A Bitmap Resize Algorithm

Preface

The bitmap resize program has been replaced by a 5 to 10 times faster version.
The old program may still be found here.
The speed increase was realized by a faster pixel accesss method and optimized program code.

Introduction

Images in digital format consist of pixels, individual dots on a computer screen.
Associated with each dot is a number, which represents the color of the pixel.
Images in uncompressed form are stored as bitmaps (a *.bmp file) which is a two dimensional array of pixels.

Bitmaps may have several formats to represent pixel colors.
In this project I use the true color 32 bit format (pf32bit), see below.
The three base colors (red,green,blue) have 8 bits each, so their intensity ranges from 0 to 255.

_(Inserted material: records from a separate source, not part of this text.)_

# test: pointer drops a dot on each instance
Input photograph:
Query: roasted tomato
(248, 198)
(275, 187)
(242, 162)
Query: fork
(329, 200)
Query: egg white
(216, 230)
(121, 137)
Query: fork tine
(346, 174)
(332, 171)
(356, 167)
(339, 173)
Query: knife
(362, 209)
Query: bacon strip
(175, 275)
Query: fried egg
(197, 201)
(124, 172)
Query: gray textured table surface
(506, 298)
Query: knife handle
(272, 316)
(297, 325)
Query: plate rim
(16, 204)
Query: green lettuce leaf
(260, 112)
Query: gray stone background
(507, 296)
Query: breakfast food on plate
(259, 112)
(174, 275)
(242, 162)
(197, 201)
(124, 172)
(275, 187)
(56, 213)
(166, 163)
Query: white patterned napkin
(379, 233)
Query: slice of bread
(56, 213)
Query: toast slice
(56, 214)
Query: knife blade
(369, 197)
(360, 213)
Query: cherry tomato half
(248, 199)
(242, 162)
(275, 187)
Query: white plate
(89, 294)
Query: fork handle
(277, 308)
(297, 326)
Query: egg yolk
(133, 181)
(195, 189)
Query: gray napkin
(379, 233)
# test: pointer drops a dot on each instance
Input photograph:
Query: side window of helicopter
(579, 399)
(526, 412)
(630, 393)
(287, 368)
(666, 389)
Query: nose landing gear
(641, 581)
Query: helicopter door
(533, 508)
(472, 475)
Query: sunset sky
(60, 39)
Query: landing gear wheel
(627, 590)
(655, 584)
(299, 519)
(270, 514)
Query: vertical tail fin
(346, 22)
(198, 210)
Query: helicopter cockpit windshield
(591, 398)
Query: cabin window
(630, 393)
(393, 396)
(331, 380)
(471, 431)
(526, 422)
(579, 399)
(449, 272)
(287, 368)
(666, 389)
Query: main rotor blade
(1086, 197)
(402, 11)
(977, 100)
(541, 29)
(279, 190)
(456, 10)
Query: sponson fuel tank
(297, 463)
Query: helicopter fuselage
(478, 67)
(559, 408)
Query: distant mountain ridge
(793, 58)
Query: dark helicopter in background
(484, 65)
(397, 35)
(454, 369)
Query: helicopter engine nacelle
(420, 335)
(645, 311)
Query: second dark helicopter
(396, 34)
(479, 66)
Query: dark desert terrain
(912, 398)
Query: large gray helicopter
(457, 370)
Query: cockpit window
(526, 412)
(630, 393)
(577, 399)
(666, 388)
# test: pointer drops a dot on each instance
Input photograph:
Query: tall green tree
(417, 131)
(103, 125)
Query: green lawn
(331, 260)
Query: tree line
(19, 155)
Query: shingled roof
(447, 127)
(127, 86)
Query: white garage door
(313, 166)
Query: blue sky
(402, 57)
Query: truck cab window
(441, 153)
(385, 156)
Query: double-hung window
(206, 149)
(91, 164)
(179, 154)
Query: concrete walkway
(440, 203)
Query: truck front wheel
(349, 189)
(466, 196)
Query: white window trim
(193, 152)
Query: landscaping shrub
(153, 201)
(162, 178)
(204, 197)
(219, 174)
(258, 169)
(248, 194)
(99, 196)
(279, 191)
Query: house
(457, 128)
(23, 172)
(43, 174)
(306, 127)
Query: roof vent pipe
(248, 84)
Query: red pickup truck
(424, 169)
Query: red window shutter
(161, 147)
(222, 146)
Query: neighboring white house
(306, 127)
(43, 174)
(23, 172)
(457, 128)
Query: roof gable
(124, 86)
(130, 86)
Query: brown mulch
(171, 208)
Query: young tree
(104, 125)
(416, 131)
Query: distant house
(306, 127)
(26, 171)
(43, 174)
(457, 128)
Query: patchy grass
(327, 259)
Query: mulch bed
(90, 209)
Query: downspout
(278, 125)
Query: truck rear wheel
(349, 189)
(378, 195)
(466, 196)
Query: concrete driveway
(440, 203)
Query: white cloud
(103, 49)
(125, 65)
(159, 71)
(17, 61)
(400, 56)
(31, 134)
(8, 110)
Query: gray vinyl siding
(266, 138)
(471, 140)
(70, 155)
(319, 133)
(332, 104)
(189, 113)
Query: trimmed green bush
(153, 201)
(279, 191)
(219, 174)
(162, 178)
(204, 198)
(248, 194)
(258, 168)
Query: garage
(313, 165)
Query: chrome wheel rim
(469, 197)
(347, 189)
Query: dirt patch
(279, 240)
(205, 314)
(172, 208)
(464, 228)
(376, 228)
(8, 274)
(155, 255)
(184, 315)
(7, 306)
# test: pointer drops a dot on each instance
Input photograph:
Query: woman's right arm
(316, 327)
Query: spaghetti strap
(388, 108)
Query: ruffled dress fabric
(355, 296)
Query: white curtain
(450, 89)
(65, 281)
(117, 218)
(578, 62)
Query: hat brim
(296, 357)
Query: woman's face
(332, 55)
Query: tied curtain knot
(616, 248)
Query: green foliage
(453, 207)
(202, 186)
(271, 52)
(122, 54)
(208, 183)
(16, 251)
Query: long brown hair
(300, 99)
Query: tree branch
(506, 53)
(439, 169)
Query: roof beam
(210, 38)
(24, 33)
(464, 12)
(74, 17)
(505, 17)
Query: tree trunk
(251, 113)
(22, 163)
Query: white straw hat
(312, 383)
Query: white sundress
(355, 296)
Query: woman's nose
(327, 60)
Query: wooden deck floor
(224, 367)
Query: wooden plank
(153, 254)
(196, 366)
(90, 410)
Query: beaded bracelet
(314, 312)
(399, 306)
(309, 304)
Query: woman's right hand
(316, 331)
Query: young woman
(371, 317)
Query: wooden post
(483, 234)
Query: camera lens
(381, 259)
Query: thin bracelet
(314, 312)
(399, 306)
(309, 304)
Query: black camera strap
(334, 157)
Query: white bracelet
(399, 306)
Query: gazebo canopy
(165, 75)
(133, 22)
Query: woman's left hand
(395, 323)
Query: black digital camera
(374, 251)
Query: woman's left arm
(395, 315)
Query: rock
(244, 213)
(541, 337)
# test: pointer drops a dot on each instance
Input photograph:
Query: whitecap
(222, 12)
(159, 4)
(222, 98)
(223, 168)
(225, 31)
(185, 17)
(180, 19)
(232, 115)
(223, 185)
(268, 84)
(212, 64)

This is what a (very enlarged) pixel looks like:
Image below shows a bitmap with some coordinates.
A pixel is pictured as a square.

Above bitmap has 5 columns [0..4] and 4 rows [0..3].

The Algorithm

A source bitmap is copied to a destination bitmap having different dimensions.
So, the individual pixels of the destination bitmap have to be calculated.
This is done by scanning these pixels, left to right, top to bottom while projecting
the destination pixel over the source bitmap. See picture below:

Bitmap dimensions and access

The source bitmap has columns 0..7 and also rows 0 .. 7.
The destination bitmaps has columns 0 .. 2 and also rows 0 .. 3.

Multiplication factor

The multiplication factor f = (source bitmap width) / (destination bitmap width).
In the picture above f = 8/3 = 2.6667
f > 1 means reduction, f < 1 means magnification.

We zoom in:
The red square is a pixel of the destination bitmap projected on the source bitmap.

The destination bitmap pixels are addressed by variables x and y.
[x,y] is a destination pixel at column x and row y.
The source bitmap columns and rows are addressed by variables i and j.
[i,j] is a pixel of the source bitmap at column i and row j.

We assume the width and height of a destination pixel is 1.
So, the red square has dimensions f * f, the multiplication factor.

sx1 is the left postion of the red square, sx1 = f * x.
Similar, sy1 = f * y is the top position.
sx2 = sx1 + f.
sy2 = sy1 + f.
Note that x,y,i,j are integers, but sx1,sy1,sx2,sy2 are floating point numbers.

dx * dy is the area of overlap of a source and destiantion pixel.
Note: dx and dy are floating point numbers as well.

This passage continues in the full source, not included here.